Akinori Yamada, the JFTC's secretary general, said the regulator had decided to postpone submission of the bill while the ruling Liberal Democratic Party’s competition policy research group holds discussions on attorney-client privilege.

“We’ve decided that there’s no choice but to forgo the submission of the Antimonopoly Act to the upcoming parliament session as the debates on the broad legal framework continue,” Yamada told a weekly press conference today, adding that a new timetable for submission was uncertain because it would depend on politicians’ discussions.

Yamada said, however, that the JFTC hadn’t given up on revising the penalty system, and would continue discussions with various groups.

The JFTC began reviewing the fines system by establishing an experts’ panel in February 2016, and had been preparing legal amendments since the panel proposed allowing it limited discretion on fines levied within the leniency program in April last year.

The proposed changes have topped the agenda of JFTC Chairman Kazuyuki Sugimoto, whose five-year term expires in early March.

In his new year’s address today, however, Sugimoto made no mention of amendments to the fines system, saying simply that the JFTC wanted to promote competition policy and enforcement among digital platform businesses and cooperate with other competition regulators. His remarks stood in sharp contrast to comments he made in his new year's address in 2017, in which he expressed his ambition to design a new penalty system.

The issue of due process in antitrust investigations has been a thorny matter for years, pitting the JFTC against Japan's business and legal communities. In this latest round of that ongoing tussle, ruling party politicians have sought to make the changes the JFTC has proposed conditional upon the enactment of reforms to investigation procedures.

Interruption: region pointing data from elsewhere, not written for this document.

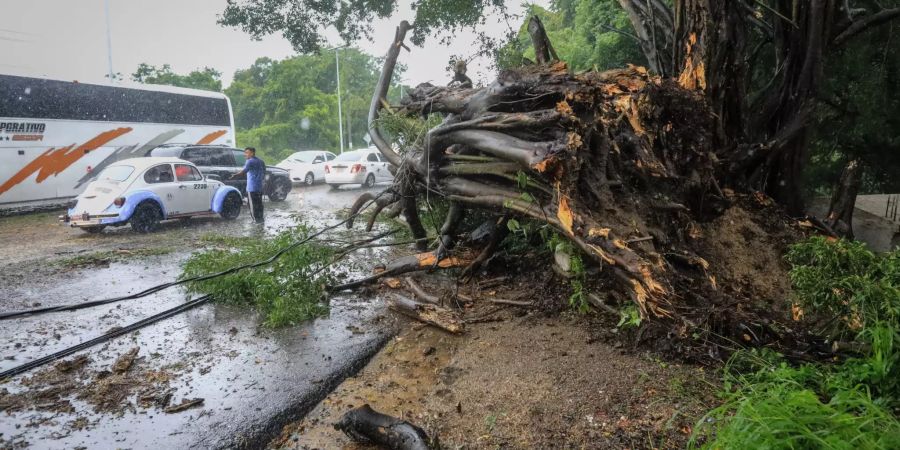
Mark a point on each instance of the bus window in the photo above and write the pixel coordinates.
(239, 157)
(220, 157)
(200, 156)
(184, 172)
(116, 173)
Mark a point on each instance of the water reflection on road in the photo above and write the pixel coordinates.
(251, 379)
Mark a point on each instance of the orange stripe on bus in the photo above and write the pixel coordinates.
(209, 138)
(54, 161)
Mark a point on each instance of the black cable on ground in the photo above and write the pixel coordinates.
(155, 289)
(100, 339)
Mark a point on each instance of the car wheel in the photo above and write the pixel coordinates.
(279, 190)
(231, 207)
(146, 217)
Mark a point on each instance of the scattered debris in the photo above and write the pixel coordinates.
(365, 425)
(124, 362)
(184, 405)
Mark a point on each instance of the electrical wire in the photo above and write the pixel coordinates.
(103, 338)
(158, 288)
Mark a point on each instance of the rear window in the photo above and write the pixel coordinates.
(304, 156)
(116, 173)
(159, 174)
(198, 155)
(349, 156)
(166, 151)
(184, 172)
(220, 157)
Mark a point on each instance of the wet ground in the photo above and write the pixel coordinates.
(210, 377)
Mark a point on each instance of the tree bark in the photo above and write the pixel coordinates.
(843, 200)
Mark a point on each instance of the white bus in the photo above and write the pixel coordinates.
(55, 135)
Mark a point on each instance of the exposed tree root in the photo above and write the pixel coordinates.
(621, 163)
(365, 425)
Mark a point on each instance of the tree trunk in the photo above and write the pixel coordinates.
(843, 200)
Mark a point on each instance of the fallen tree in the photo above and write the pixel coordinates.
(623, 164)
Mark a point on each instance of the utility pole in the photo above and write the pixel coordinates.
(349, 132)
(337, 68)
(112, 75)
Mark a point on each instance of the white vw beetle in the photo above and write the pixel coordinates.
(144, 191)
(365, 167)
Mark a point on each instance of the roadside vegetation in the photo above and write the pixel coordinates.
(288, 291)
(851, 295)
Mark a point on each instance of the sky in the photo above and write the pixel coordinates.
(66, 39)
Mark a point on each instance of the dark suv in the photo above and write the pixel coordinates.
(222, 162)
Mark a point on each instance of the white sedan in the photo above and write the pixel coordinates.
(365, 167)
(306, 166)
(144, 191)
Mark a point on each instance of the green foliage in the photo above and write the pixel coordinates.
(769, 403)
(846, 281)
(286, 292)
(281, 107)
(206, 79)
(557, 243)
(852, 119)
(303, 22)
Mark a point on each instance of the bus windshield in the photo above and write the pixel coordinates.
(116, 173)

Last month, the LDP’s competition policy research group called for the legalization of attorney-client confidentiality and improved company defense rights, such as allowing lawyers to be present during interviews with JFTC investigators, to offset the powers the regulator would be granted under the new fines system, although it nevertheless supports overhauling the penalty regime.

The party's competition research body is currently setting up a working group to look into the issue of attorney-client privilege.